Son cri se perdit dans un effroyable grondement de tonnerre, tout proche et prolongé, en même temps qu’une lueur vive éclairait la chambre… Le feu !… Elle se dressa épouvantée, prit machinalement la carafe restée sur la table, la vida sur cet amas de papiers dont la flamme embrasait les suies du dernier hiver, puis le pot à l’eau, les cruches, et se voyant impuissante, des flammèches voletant jusqu’au milieu de la chambre, elle courut au balcon en criant :

– Au feu ! au feu !

Les Hettéma arrivèrent les premiers, ensuite le concierge, les sergents de ville. On criait :

– Baissez la plaque !… montez sur le toit !… De l’eau, de l’eau !… non, une couverture !…

Atterrés, ils regardaient leur intérieur envahi et souillé ; puis, l’alerte finie, le feu éteint, quand le noir attroupement en bas, sous le gaz de la rue, se fut dissipé, les voisins rassurés, rentrés chez eux, les deux amants au milieu de ce gâchis d’eau, de suie en boue, de meubles renversés et ruisselants, se sentirent écœurés et lâches, sans force pour reprendre la querelle ni faire la chambre propre autour d’eux.

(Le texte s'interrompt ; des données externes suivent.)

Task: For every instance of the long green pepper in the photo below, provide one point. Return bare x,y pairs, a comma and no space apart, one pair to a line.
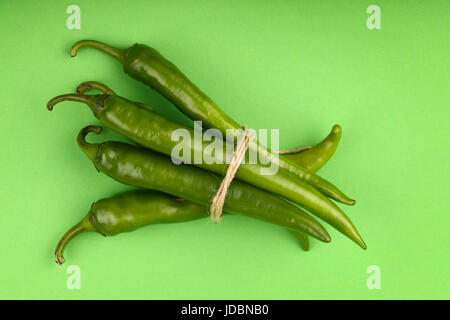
131,210
147,65
151,170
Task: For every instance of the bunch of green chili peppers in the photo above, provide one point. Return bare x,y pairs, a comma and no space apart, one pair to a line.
170,192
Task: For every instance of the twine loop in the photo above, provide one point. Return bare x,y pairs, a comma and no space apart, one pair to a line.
238,156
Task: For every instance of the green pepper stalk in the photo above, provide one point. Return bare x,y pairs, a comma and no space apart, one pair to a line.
147,65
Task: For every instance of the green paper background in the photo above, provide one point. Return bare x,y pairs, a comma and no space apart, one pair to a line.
300,66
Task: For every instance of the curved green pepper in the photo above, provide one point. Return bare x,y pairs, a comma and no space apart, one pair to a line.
153,131
151,170
314,158
134,209
147,65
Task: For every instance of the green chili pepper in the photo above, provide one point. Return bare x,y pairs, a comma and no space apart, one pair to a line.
151,130
131,210
147,65
151,170
314,158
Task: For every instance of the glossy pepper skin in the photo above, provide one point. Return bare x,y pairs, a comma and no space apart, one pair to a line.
134,209
146,127
151,170
314,158
153,131
147,65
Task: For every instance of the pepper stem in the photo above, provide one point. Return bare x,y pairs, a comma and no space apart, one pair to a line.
83,225
113,52
70,97
88,148
85,86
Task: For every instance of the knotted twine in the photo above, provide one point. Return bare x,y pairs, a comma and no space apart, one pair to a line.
238,156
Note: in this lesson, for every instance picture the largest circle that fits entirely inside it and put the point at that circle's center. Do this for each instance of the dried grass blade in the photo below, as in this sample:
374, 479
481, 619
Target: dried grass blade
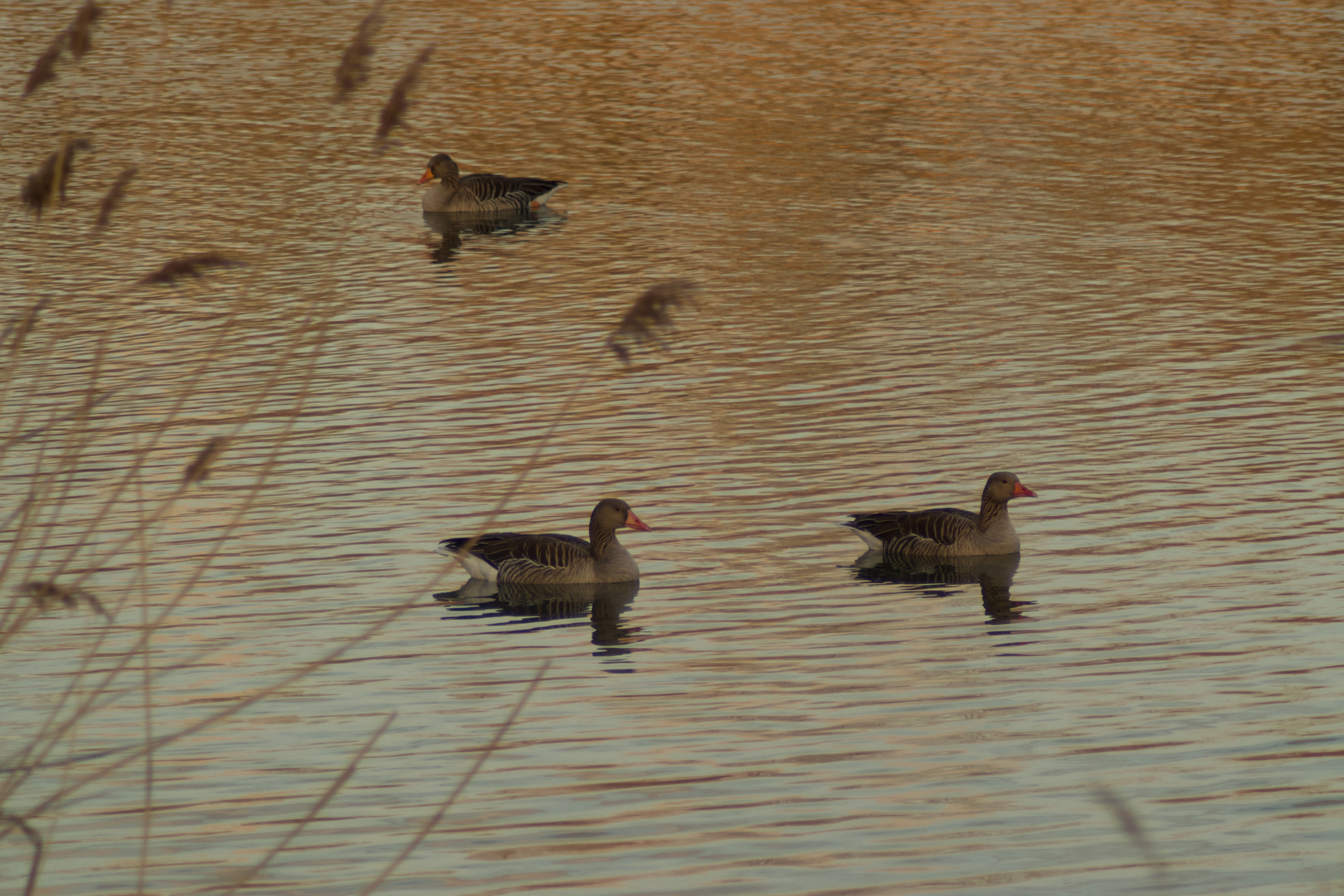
1132, 826
81, 30
353, 63
199, 469
398, 102
37, 850
43, 187
461, 785
650, 319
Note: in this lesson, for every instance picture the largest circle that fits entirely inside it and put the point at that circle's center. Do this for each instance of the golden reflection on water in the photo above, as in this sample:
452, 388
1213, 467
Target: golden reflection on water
1093, 246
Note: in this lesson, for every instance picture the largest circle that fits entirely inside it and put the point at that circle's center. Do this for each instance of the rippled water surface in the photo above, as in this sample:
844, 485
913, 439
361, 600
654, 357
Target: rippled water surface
1094, 245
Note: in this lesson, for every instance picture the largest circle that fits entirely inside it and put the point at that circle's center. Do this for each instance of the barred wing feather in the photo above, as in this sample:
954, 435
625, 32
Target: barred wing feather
908, 531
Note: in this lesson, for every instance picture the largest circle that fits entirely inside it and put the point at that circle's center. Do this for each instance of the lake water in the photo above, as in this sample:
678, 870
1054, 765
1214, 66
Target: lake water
1093, 245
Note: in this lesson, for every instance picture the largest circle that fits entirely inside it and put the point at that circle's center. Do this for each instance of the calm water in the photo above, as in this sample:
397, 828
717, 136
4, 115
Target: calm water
1094, 246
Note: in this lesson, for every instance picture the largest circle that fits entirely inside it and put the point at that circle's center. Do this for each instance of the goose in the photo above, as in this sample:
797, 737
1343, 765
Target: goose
481, 193
947, 533
555, 559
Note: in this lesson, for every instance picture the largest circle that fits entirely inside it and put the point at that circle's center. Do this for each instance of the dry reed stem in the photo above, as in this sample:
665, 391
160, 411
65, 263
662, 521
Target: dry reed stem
114, 195
353, 71
461, 783
42, 188
52, 733
312, 813
650, 319
37, 850
81, 30
399, 101
1133, 829
45, 69
199, 469
187, 266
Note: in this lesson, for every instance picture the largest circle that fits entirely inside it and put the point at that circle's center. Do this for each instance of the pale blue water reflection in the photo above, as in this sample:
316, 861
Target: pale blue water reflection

Quelque chose de sinistre et de bas venait d’entrer dans leur vie ; et, ce soir-là, oubliant leurs répugnances anciennes, ils allèrent coucher à l’hôtel.

Le sacrifice de Fanny ne devait servir à rien. De ces lettres disparues, brûlées, des phrases entières retenues par cœur hantaient la mémoire de l’amoureux, lui montaient au visage en coups de sang comme certains passages de mauvais livres. Et ces anciens amants de sa maîtresse étaient presque tous des hommes célèbres. Les morts se survivaient ; les vivants, on voyait leurs portraits et leurs noms partout, on parlait d’eux devant lui, et chaque fois il éprouvait une gêne, comme d’un lien de famille douloureusement rompu.

Le mal lui affinant l’esprit et les yeux, il arrivait bientôt à retrouver chez Fanny la trace des influences premières, et les mots, les idées, les habitudes qu’elle en avait gardés. cette façon d’avancer le pouce comme pour façonner, pétrir l’objet dont elle parlait avec un « Tu vois ça d’ici… » appartenait au sculpteur. À Dejoie, elle avait pris la manie des queues de mots, et les chansons populaires dont il avait publié un recueil, célèbre à tous les coins de la France ; à La Gournerie, son intonation hautaine et méprisante, la sévérité de ses jugements sur la littérature moderne.